Il a fallu aux défenseurs le courage de l'humanité pour résister non-seulement aux fatigues d'une défense qui a duré des nuits, mais encore aux vulgaires propos. La multitude juge promptement, parce qu'elle n'examine pas ; elle aime à condamner, parce qu'il lui faut des spectacles. Dans le canton de ces malheureux, on craignait leur retour, parce que plusieurs personnes avaient été appelés en témoignage, parce que sur-tout la dame Jabin avait varié, puis persisté dans des dépositions capitales. On la plaignait à juste titre, mais on craignait pour elle ; et les défenseurs, en la plaignant, devaient craindre aussi pour leurs cliens (sic).
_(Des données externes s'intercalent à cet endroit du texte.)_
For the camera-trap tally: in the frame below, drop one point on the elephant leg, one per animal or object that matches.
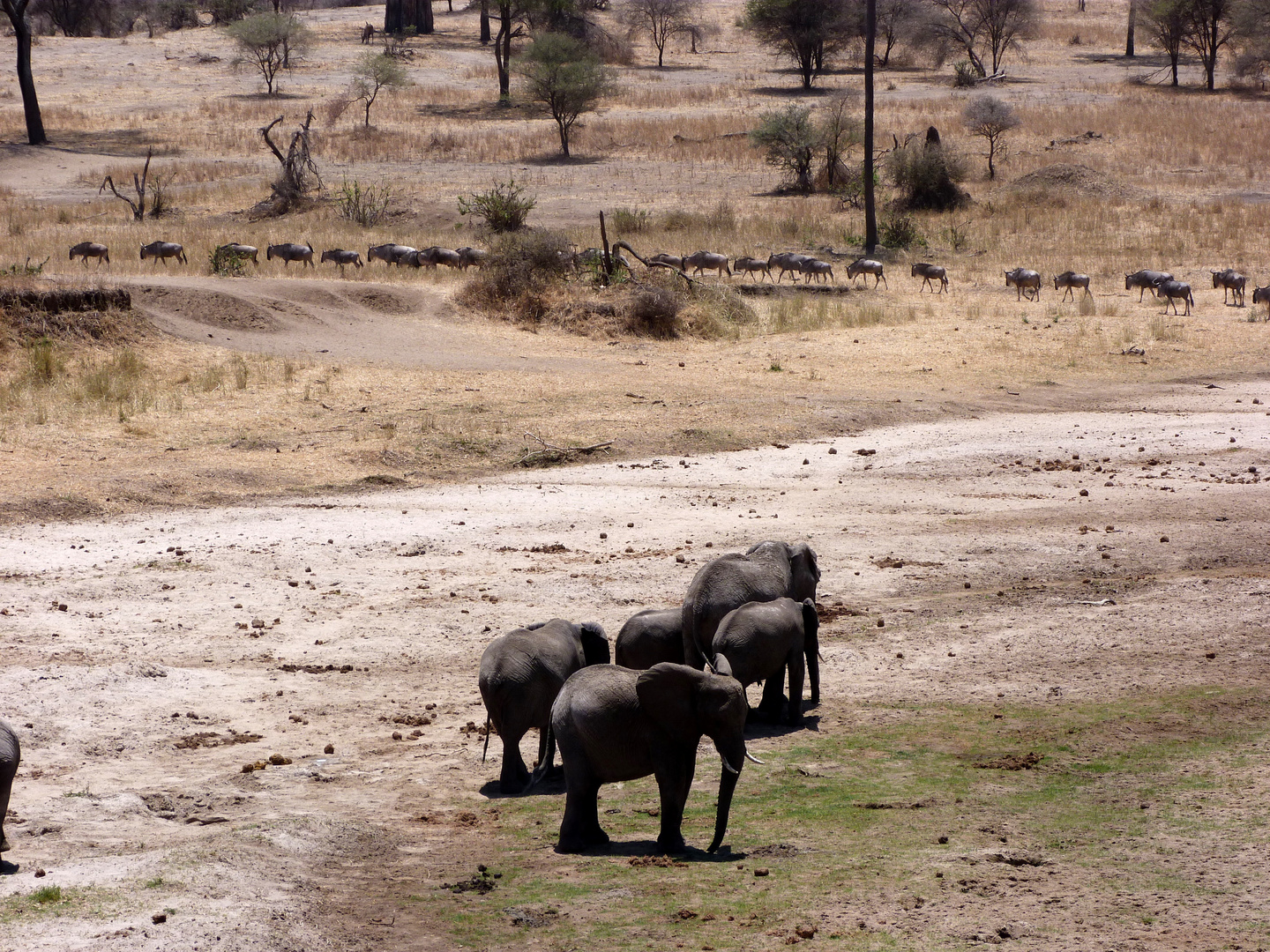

On n'avait rien épargné de ce pays-la pour armer l'opinion contre ces derniers ; mais, eussent-ils été coupables, ne sent-on pas qu'il n'y a nulle proportion du délit à la peine, et que quand la loi est cruelle, il est permis au particulier de faire ce qui dépend de lui pour en empêcher les coup ? Qui pourra reprocher d'avoir défendu celui que l'on prétendit reconnaître en lui disant : « C'est vous qui m'avez sauvé la vie » ? Si on se trompait, il n'était pas coupable ; si on ne se trompait pas, ce malheureux pouvait-il mériter la mort ?
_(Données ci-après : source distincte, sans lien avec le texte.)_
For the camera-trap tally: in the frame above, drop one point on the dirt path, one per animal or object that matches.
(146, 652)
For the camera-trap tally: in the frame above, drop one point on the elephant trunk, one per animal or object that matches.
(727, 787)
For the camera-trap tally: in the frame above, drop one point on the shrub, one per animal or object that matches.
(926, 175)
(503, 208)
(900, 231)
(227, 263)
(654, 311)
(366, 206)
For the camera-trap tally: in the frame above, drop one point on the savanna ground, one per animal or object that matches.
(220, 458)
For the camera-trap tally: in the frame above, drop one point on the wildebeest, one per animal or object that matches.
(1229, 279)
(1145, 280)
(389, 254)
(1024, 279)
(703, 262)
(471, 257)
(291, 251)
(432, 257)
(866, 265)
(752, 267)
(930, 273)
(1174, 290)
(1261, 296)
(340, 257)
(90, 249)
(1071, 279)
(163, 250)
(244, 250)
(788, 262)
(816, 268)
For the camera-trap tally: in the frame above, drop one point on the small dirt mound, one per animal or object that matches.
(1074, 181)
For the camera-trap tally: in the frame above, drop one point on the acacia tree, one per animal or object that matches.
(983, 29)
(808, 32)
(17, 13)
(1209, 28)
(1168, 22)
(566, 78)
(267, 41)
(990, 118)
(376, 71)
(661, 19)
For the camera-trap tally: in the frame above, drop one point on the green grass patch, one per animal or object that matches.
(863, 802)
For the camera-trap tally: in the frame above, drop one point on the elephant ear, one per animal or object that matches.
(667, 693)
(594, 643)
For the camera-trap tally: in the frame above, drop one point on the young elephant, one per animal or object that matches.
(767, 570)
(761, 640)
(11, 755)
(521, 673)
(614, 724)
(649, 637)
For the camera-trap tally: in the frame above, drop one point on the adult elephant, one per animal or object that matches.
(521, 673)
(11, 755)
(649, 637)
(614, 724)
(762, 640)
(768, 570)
Un de ceux qui ont péri n'avait été indiqué par personne ; il était seulement beau-frère de deux autres sur lesquels on s'était convaincu. (1) Lorsque l'on a vu l'un des accusés reconnu en germinal, méconnu en frimaire, on a pu dire ; « Si on eût jugé en germinal, celui-ci mourait ; il importe d'appeler, car il y a lieu de croire que les reconnaissances varieront encore ; et celui qui dans ce choc incertain serait frappé aujourd'hui, demain sera conservé. » Tel devait être le raisonnement de l'homme avare du sang innocent ; mais ce raisonnement n'a pas été général. On a vu à la révision un des membre dont l'opinion était connue dès la veille, interpeler (sic) sans ménagement un des défenseurs officieux, s'impatienter de ses moyens, lui tenir des propos durs (2) ; et celui-ci, homme écouté au barreau, accoutumé à plaider devant des tribunaux consacrés par une longue considération, lui répliquer modestement : « Citoyen, je ne plaide que la loi. »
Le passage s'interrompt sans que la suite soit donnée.